Bioinformatics Centre, School of Life Science and Technology, University of Electronic Science and Technology of China, Chengdu 610054, China.
BMC Bioinformatics. 2010 May 28;11:290. doi: 10.1186/1471-2105-11-290.
Semantic similarity scores for protein pairs are widely applied in functional genomic researches for finding functional clusters of proteins, predicting protein functions and protein-protein interactions, and for identifying putative disease genes. However, because some proteins, such as those related to diseases, tend to be studied more intensively, annotations are likely to be biased, which may affect applications based on semantic similarity measures. Thus, it is necessary to evaluate the effects of the bias on semantic similarity scores between proteins and then find a method to avoid them.

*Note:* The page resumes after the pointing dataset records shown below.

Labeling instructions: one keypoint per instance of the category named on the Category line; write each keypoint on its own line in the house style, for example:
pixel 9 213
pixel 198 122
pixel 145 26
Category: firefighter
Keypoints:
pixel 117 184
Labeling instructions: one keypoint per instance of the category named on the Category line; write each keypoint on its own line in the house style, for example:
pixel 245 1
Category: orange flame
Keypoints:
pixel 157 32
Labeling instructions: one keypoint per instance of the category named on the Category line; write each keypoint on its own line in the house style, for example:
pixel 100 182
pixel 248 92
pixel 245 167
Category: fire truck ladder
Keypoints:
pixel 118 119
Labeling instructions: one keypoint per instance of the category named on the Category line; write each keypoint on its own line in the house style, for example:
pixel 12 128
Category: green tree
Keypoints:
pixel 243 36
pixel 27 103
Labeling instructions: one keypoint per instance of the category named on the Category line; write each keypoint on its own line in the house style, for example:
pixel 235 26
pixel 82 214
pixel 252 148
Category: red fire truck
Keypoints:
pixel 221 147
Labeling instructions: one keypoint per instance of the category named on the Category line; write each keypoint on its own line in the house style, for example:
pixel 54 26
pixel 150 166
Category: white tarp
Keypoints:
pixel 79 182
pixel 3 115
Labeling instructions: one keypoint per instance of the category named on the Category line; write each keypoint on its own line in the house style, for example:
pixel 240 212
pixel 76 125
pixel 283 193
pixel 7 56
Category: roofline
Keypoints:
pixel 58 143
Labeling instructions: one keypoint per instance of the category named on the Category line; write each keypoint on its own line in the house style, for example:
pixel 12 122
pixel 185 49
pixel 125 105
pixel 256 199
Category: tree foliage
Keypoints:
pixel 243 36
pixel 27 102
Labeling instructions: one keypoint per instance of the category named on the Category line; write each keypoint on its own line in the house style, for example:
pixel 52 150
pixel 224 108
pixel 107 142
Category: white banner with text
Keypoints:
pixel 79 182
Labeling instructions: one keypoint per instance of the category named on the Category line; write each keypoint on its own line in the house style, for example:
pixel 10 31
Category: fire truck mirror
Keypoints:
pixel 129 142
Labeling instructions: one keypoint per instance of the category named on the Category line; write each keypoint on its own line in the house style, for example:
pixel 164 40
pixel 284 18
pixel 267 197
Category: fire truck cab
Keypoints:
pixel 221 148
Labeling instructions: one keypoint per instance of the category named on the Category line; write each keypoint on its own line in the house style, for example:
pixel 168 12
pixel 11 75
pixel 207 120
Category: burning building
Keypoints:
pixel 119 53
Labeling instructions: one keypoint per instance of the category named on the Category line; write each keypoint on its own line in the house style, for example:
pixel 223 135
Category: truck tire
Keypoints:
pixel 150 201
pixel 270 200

First, we evaluated 14 commonly used semantic similarity scores for protein pairs and demonstrated that they significantly correlated with the numbers of annotation terms for the proteins (also known as the protein annotation length). These results suggested that current applications of the semantic similarity scores between proteins might be unreliable. Then, to reduce this annotation bias effect, we proposed normalizing the semantic similarity scores between proteins using the power transformation of the scores. We provide evidence that this improves performance in some applications.

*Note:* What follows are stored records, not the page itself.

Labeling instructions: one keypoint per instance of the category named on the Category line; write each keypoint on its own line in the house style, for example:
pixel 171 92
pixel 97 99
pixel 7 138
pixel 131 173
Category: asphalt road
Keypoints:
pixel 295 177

Current semantic similarity measures for protein pairs are highly dependent on protein annotation lengths, which are subject to biological research bias. This affects applications that are based on these semantic similarity scores, especially in clustering studies that rely on score magnitudes. The normalized scores proposed in this paper can reduce the effects of this bias to some extent.

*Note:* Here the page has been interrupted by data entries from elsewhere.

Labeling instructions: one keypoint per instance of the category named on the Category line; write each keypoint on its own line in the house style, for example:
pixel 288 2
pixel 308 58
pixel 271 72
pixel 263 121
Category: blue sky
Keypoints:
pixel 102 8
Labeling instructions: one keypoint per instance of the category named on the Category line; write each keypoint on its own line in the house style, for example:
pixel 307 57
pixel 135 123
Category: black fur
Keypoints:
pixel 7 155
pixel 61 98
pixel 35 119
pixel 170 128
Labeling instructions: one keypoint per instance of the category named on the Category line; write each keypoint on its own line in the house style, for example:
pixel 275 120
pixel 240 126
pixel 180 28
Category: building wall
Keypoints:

蛋白质对之间的语义相似性评分被广泛应用于功能基因组学研究,用于发现蛋白质的功能簇、预测蛋白质功能和蛋白质-蛋白质相互作用,以及鉴定潜在的疾病基因。然而,由于一些蛋白质,如与疾病相关的蛋白质,往往受到更深入的研究,注释可能存在偏差,这可能会影响基于语义相似性度量的应用。因此,有必要评估这种偏差对蛋白质之间的语义相似性评分的影响,然后找到一种避免这种偏差的方法。
首先,我们评估了 14 种常用的蛋白质对之间的语义相似性评分,并证明它们与蛋白质的注释术语数量(也称为蛋白质注释长度)显著相关。这些结果表明,当前蛋白质之间的语义相似性评分的应用可能不可靠。然后,为了减少这种注释偏差的影响,我们提出了使用分数的幂变换来归一化蛋白质之间的语义相似性评分。我们提供的证据表明,这在某些应用中提高了性能。
当前蛋白质对之间的语义相似性度量高度依赖于蛋白质注释长度,这受到生物研究偏差的影响。这会影响基于这些语义相似性评分的应用,特别是在依赖评分幅度的聚类研究中。本文提出的归一化评分可以在一定程度上减少这种偏差的影响。